# Behr Deck Over



## jimbo (Dec 29, 2007)

Justcatch. It’s my understanding that latex on top of an oil base should have worked, esp seeing you brushed it in instead of rolling it on..
Like I said, I used the clear oil, then semi clear for years before putting on the solid latex stain.
I may be wrong, but I’m not sure that was your problem


Sent from my iPad using Michigan Sportsman mobile app


----------



## JUSTCATCHINUM (Feb 19, 2004)

jimbo said:


> Justcatch.
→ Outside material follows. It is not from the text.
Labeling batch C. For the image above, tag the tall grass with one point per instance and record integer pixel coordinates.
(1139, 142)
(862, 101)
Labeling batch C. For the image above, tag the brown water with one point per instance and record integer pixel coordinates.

It’s my understanding that latex on top of an oil base should have worked, esp seeing you brushed it in instead of rolling it on..
> Like I said, I used the clear oil, then semi clear for years before putting on the solid latex stain.
> I may be wrong, but I’m not sure that was your problem
> 
> ...


----------



## MossyHorns (Apr 14, 2011)

I looked at the Behr Deck Over and Rustoleum Deck Restore. I didn't want to go through all the work and have it peel in a few years. I decided to buy a composite deck overlay from Menards. Put it down 5 years ago and haven't touched it since. The boards are 1/2" thick and layed right over my old deck.


----------



## grapestomper (Jan 9, 2012)

My mother in law put the Behr product on and it is terrible. 
We had to scrape and power wash to get off. 
Went with a solid stain and much better.


----------



## hawgeye (Mar 3, 2011)

I used the behr 5 years ago, lasted 2 summer's, took 3 times as much because it's so thick and when it peels off its a mess. And I did the proper prep/acid wash prior to installing

Sent from my moto z3 using Michigan Sportsman mobile app


----------